Enviada em 29/08/2018

É preciso educar as crianças para que futuramente não seja necessário castigar os adultos. Fazendo analogia a frase de Pitágoras é nítido a compreensão das dificuldades a que a evasão escolar pode proporcionar, mesmo sendo praticado desde séculos passados ainda possui bastante intensidade hodiernamente, deixando a população brasileira a mercê das implicações a que isso nos acomete. Nesse sentido, convém analisarmos esse cenário problemático em nosso país.

Em primeira análise, com advento do século XIX o Brasil passava por uma crise que acabou obrigando diversas pessoas, inclusive jovens ao abandono escolar na expectativa de ajudar os pais financeiramente. Por sua vez, atualmente, essa é uma das principais causas que levam ao abandono escolar, o trabalho, pois por possuírem uma economia baixa e precária acabam por optar pelo afastamento escolar e a aproximação de um emprego. De acordo com uma pesquisa feita pela UFRGS, identificou que 24% dos estudantes deixam a escola por causa de trabalho, uma infeliz realidade. É válido ressaltar que a maioria dessas pessoas sujeitas a evasão escolar são sempre pessoas da classe baixa, e é lamentável saber que crianças/adolescentes desistem de um futuro promissor pela sua sobrevivência, sendo vítimas da pobreza e da desorganização da regência.

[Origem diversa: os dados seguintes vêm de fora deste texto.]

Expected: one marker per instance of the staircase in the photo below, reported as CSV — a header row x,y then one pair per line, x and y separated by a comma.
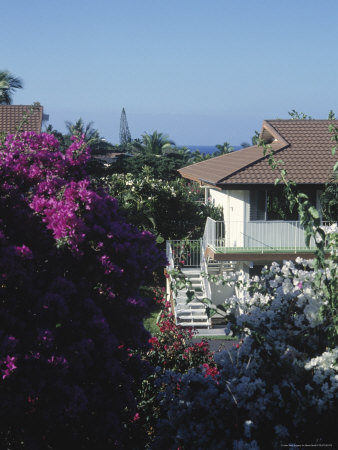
x,y
192,314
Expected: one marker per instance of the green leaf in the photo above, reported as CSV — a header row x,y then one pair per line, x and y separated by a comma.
x,y
314,213
304,196
222,308
307,240
190,296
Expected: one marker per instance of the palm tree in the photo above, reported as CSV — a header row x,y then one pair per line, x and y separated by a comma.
x,y
80,128
8,84
154,144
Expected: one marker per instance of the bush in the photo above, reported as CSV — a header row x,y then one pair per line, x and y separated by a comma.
x,y
281,384
70,275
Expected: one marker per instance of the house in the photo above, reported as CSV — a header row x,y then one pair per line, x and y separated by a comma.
x,y
256,228
15,118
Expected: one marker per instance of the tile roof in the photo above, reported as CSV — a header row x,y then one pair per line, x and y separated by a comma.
x,y
304,146
11,117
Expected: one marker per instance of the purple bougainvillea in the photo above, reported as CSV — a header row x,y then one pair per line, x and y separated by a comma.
x,y
70,271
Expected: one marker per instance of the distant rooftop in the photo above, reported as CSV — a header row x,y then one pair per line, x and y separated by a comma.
x,y
304,146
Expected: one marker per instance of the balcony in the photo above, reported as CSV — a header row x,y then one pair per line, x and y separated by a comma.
x,y
255,240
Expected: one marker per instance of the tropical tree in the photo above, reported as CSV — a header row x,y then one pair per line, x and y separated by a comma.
x,y
154,144
223,149
79,128
8,84
125,136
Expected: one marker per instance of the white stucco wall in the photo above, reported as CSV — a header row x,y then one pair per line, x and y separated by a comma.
x,y
235,211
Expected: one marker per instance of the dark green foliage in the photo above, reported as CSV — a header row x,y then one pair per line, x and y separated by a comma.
x,y
169,209
8,85
163,168
329,200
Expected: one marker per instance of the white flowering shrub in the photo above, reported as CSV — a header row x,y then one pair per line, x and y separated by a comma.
x,y
279,385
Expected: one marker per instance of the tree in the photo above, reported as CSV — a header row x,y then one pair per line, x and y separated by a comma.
x,y
71,269
8,84
125,136
299,116
223,149
154,144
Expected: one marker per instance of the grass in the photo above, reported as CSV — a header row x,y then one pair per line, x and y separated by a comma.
x,y
150,322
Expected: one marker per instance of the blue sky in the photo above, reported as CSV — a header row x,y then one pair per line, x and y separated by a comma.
x,y
201,72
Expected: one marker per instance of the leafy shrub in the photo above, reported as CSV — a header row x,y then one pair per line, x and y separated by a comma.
x,y
169,209
281,384
70,275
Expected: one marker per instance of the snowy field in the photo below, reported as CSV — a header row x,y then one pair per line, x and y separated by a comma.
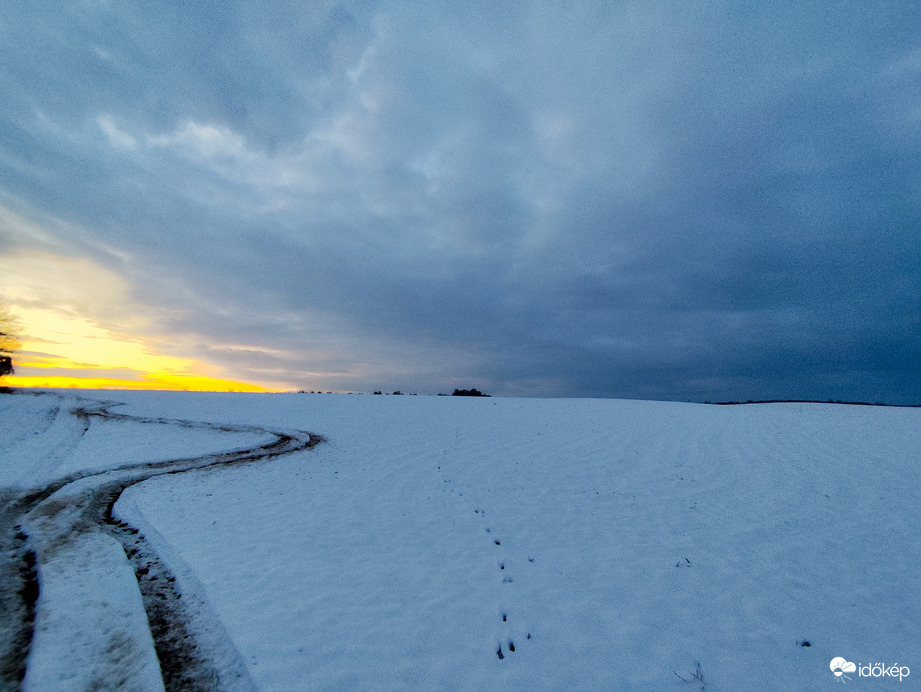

Outro aspecto a ser abordado, é a questão dos transportes públicos que se encontram indisponíveis em regiões mais afastadas, logo, os estudantes que moram em zonas rurais ou qualquer outro lugar que seja um pouco distante da escola acaba sendo prejudicado, pois não comparecem e por não haver mudanças, alguns alunos até desistem, sendo elas mais uma vítima da desigualdade social. Com base em uma pesquisa feita pela Seed a taxa de evasão escolar na região Norte é superior à média nacional. É inadmissível que o Estado como provedor do bem estar social, acaba por ter participação da desistência da maioria desses estudantes, pois não oferecem um sistema de transporte público adequado a população.

Desse modo, para que futuramente não seja preciso nenhum tipo de castigo aos adultos, há de ocorrer mudanças para que as crianças sigam a educação sem nenhum tipo de interrupção, e para isso, cabe ao Governo criar um sistema rígido de monitoriamento da frequência desses alunos em sala de aula, por meio do Ministério da Educação com a fiscalização nas casas desses jovens que apresentam grande número de faltas, com o intuito de descobrir o motivo de sua ausência e buscar meios mais eficazes de resolver o problema. Espera-se, com isso, a descontrução de um país na qual a educação não é valorizada e a construção de um país com um futuro altamente promissor.